Spencer Finch est né en 1962 à New Haven dans le Connecticut.
Il entreprend des études en littérature comparée
au Hamilton College Clinton, avant de rejoindre la Rhode Island School
of Design, où il concentre son intérêt sur le
design et la sculpture. De retour à New York en 1990, il commence
ses premières expériences sur la lumière et
la vision.
Depuis le milieu des années 90, Spencer Finch a exposé dans
de nombreuses grandes institutions aux Etats-Unis et en Europe. En
2009, il a participé à l’exposition « Making
World » de Daniel Birnbaum pour la 53ème Biennale de
Venise.
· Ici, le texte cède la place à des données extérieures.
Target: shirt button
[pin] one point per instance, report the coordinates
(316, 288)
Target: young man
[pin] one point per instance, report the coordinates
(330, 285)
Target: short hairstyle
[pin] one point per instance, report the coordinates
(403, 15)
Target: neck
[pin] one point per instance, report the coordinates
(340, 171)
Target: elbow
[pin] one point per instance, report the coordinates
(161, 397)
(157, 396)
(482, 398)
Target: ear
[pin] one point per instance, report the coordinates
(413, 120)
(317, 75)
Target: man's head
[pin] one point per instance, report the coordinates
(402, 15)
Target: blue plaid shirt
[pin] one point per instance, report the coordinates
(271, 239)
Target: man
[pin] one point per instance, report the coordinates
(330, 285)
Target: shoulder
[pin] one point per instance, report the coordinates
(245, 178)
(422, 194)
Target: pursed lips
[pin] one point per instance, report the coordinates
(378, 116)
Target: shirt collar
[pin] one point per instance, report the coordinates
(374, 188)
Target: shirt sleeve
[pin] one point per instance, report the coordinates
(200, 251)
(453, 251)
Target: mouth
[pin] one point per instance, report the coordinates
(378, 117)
Son travail a également fait l’objet d’une
exposition importante au MASS MoCA (Massachusetts Museum of Contemporary
Art) en 2007.
Souvent comparé, à juste titre, par les critiques à un « magicien
des temps modernes » ou à un alchimiste, Spencer Finch
sonde les mécanismes et les mystères de la perception.
Variant de médiums au gré des pièces, il s’attache à traduire
l’impression laissée par des phénomènes
naturels : le voile d’un brouillard annulant progressivement
les cimes d’une forêt, la qualité d’un vent,
une intensité lumineuse. Ce dont Finch tente de conserver
le souvenir, ce n’est pas une situation dans son ensemble,
mais une expérience sensorielle qui, à elle seule,
en exprimerait l’aura. Son entreprise oscille en permanence
entre un versant rationnel et poétique. La place octroyée à sa
mémoire – à sa propre subjectivité – et
l’idée même de capturer des sensations mettent à mal
son désir farouche de précision et résistent
aussi bien à la panoplie d’instruments scientifiques
dont il s’entoure qu’à la structure profondément
conceptuelle de son travail. Les Water Drawings (dessins « d’eau »),
réalisés à différents endroits de la
planète, enregistrent les infimes variations de couleurs d’une étendue
ou d’un cours d’eau. L’artiste consigne d’abord
les différentes teintes qu’il observe puis les reproduit
une fois à son atelier sous la forme d’ondulations entrelacées.
Le soleil tient une place centrale dans l’œuvre de Spencer
Finch. Comme beaucoup de peintres et de scientifiques avant lui – Monet,
Turner ou encore Newton – il est fasciné par la lumière
et par les couleurs qu’elle révèle. Ses pièces
convoquent l’histoire en revenant sur les traces de personnages
célèbres, maîtres à penser pareillement
traversés par les expressions évanescentes de la nature
et par la volonté d’en saisir l’essence. « Une
grande partie de mon travail consiste à voir ce que d’autres
personnes ont vu à un endroit et à un instant différent »1.
Les poètes, philosophes et naturalistes qui habitent son panthéon
sont à l’image de son art, entretenant un balancement
perpétuel entre logique et poétique.
L’artiste américain s’aventure également
sur des sites de référence : le Grand Canyon, Ok Coral,
ou encore Giverny. En représentant ces paysages pittoresques
chargés, chacun à leur façon, d’une valeur
mythique, il met en travail l’écart entre la perception
individuelle et l’imagination populaire. Pour Sunset (Sunset
in My Motel Room, Monument Valley, January 26, 2007, 5:36-6:06 pm),
Finch a relevé l’intensité du soleil couchant
sur le mur de sa chambre d’hôtel. Cherchant à recréer
cette atmosphère, la pièce combine une série
de captures du film de John Ford, The searcher (1956), présentée
sur moniteurs, face à un mur. Les extraits, unifiés
par la réverbération, diffusent dans l’obscurité de
l’espace d’exposition une lumière éthérée
aux couleurs changeantes.
Même lorsqu’elle se réfère à de
tels clichés, l’œuvre de Spencer Finch pointe avec
force l’extrême capacité de notre corps et de
nos yeux à saisir le merveilleux du monde qui nous entoure.